Mas insisto: a mulher mais sensual do planeta não é
Michelle Pfeiffer ou a playmate do mês de outubro, mas uma
Maria Madalena pintada por Giovanni Bellini em 1500. O quadro
faz parte da coleção permanente da Galeria da Accademia,
de Veneza. Já a vi quantas vezes? Vinte? Trinta? O efeito
é sempre o mesmo: diante da imagem de Maria Madalena, fico
bobo, sorrindo com embaraço, com uma mancha de suor nas
axilas. Ela aparece com os braços cruzados sobre o peito,
como se quisesse esconder sua exuberância, como se tentasse
afastar os olhares voluptuosos que marcaram seu passado pecaminoso.
Por mais que se empenhe, ela não consegue sufocar a beleza.

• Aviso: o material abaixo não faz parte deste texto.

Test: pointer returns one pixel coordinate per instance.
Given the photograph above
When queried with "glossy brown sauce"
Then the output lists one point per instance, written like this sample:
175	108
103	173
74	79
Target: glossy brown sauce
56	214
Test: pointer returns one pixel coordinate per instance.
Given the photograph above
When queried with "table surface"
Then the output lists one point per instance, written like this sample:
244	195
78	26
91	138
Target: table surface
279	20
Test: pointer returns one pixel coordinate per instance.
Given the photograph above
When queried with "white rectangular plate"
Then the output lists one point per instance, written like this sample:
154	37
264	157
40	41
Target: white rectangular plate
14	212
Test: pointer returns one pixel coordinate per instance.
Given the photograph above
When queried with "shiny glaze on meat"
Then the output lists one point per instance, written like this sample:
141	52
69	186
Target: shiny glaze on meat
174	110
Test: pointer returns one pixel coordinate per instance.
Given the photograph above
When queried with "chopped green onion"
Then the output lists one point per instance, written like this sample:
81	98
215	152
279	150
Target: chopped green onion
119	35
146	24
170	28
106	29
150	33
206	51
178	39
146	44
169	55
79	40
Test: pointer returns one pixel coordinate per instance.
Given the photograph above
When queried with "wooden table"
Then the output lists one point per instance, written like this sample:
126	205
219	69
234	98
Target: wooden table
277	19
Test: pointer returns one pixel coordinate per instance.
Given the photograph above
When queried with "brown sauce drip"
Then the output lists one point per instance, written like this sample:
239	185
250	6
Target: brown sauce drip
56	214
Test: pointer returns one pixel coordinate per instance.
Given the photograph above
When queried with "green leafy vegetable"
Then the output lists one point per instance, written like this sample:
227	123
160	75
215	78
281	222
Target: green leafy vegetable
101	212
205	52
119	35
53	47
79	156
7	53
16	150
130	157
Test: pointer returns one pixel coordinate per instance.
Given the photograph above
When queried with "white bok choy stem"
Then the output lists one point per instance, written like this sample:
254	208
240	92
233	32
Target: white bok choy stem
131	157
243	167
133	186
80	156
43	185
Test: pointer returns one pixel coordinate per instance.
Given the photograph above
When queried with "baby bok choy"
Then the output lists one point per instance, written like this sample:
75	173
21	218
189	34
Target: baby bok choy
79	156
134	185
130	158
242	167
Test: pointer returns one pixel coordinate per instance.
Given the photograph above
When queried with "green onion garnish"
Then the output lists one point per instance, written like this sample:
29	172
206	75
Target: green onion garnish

A beleza é sua cruz, seu martírio. Essa luta entre
sensualidade irreprimível e pudor absoluto transforma a
Maria Madalena de Bellini na figura feminina mais atraente de
todos os tempos.
Conto essas coisas por dois motivos. O primeiro, muito simples,
é que, meia hora atrás, revi Maria Madalena, numa
exposição da Galeria da Accademia sobre as restaurações
mais recentes das obras de Bellini. Para quem passar por Veneza,
fica a dica: a exposição permanece aberta até
21 de janeiro de 2001. O segundo motivo, menos simples, é
que estou lendo o filósofo italiano Mario Perniola. Em
seu último livro, A Arte e Sua Sombra, ele retoma
o tema do "sex appeal do inorgânico". Esse sex appeal, pelo
que entendi, mas talvez não tenha entendido direito, pode
ser "egípcio", "cyberpunk" ou "psicótico". O egípcio
não é comigo: fetichista, sadomasoquista, necrófilo.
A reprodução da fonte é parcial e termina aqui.